HTMLDOC is a program that reads HTML and Markdown source files or web pages and generates corresponding EPUB, HTML, PostScript, or PDF files with an optional table of contents. HTMLDOC is provided under version 2 of the GNU General Public License.

HTMLDOC was developed in the 1990’s as a documentation generator for my previous company, and has since seen a lot of usage as a report generator embedded in web servers. However, it does not support many things in “the modern web”, such as:

  • Cascading Style Sheets (CSS): While I have experimented with adding CSS support to HTMLDOC, proper CSS support is non-trivial especially for paged output (which is not well supported by CSS)
  • Encryption: HTMLDOC currently supports the older (and very insecure) PDF 1.4 (128-bit RC4) encryption. I have looked at supporting AES (256-bit) encryption…
  • Forms: HTML forms and PDF forms are very different things. While I have had many requests to add support for PDF forms over the years, I have not found a satisfactory way to do so.
  • Tables: HTMLDOC supports HTML 3.2 tables with basic support for TBODY and THEAD.
  • Unicode: While HTMLDOC does support UTF-8 for “Western” languages, there is absolutely no support for languages that require dynamic rewriting or right-to-left text formatting.

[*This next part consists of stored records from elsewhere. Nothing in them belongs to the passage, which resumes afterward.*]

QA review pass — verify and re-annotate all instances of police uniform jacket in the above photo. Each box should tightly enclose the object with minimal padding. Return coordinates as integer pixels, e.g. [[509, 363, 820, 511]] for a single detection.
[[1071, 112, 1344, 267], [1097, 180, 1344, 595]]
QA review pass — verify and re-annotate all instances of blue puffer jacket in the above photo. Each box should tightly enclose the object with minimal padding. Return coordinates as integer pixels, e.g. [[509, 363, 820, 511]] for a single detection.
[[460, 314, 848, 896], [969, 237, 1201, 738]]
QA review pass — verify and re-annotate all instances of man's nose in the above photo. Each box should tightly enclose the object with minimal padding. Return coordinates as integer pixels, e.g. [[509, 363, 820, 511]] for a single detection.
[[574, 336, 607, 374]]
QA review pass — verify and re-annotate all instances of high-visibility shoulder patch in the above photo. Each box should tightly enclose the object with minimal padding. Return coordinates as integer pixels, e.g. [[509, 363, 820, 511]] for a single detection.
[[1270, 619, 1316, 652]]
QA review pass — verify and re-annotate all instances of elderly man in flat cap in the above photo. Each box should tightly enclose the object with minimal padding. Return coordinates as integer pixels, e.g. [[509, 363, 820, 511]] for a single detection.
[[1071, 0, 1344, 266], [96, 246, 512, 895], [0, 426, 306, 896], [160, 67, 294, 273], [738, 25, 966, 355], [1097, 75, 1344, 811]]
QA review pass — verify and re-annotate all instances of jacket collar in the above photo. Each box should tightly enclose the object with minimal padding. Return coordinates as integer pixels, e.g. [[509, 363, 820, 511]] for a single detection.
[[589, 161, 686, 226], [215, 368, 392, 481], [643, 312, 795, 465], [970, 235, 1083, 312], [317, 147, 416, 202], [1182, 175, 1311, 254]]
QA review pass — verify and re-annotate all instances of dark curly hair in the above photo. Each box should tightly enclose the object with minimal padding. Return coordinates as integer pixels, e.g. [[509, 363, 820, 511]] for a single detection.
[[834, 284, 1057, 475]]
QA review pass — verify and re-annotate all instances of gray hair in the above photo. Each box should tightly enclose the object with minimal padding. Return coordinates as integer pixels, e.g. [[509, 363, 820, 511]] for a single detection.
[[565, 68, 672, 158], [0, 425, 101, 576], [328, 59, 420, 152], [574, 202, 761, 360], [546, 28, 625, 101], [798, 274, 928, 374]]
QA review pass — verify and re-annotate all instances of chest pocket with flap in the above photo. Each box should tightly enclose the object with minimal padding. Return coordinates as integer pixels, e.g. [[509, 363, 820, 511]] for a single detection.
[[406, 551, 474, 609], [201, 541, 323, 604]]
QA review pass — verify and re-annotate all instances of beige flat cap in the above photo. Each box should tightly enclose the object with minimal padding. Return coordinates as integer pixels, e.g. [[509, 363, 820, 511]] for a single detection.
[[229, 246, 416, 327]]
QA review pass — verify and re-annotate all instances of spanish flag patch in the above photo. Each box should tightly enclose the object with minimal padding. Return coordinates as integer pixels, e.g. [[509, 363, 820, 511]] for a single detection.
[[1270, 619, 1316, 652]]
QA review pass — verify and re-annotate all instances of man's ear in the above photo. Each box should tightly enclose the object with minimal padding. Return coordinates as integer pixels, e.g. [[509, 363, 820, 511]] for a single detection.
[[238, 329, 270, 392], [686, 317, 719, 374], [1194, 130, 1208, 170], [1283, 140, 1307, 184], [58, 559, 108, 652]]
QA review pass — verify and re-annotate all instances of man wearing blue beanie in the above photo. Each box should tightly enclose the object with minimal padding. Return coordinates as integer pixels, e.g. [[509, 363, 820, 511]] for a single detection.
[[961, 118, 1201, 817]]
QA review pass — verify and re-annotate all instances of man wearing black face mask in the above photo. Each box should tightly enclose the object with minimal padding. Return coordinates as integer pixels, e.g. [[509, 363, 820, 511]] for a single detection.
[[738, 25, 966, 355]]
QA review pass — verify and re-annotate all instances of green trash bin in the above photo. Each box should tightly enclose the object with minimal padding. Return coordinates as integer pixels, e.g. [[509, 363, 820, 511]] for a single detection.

Basically this means you can’t use HTMLDOC to format Arabic, Chinese, Hebrew, Japanese, or other languages that are not based on latin-based alphabets that read left-to-right.
  • Emoji: The fonts bundled with HTMLDOC do not include Unicode Emoji characters.

My focus is on addressing security, build, and formatting issues and not on extending HTMLDOC to support CSS or full Unicode.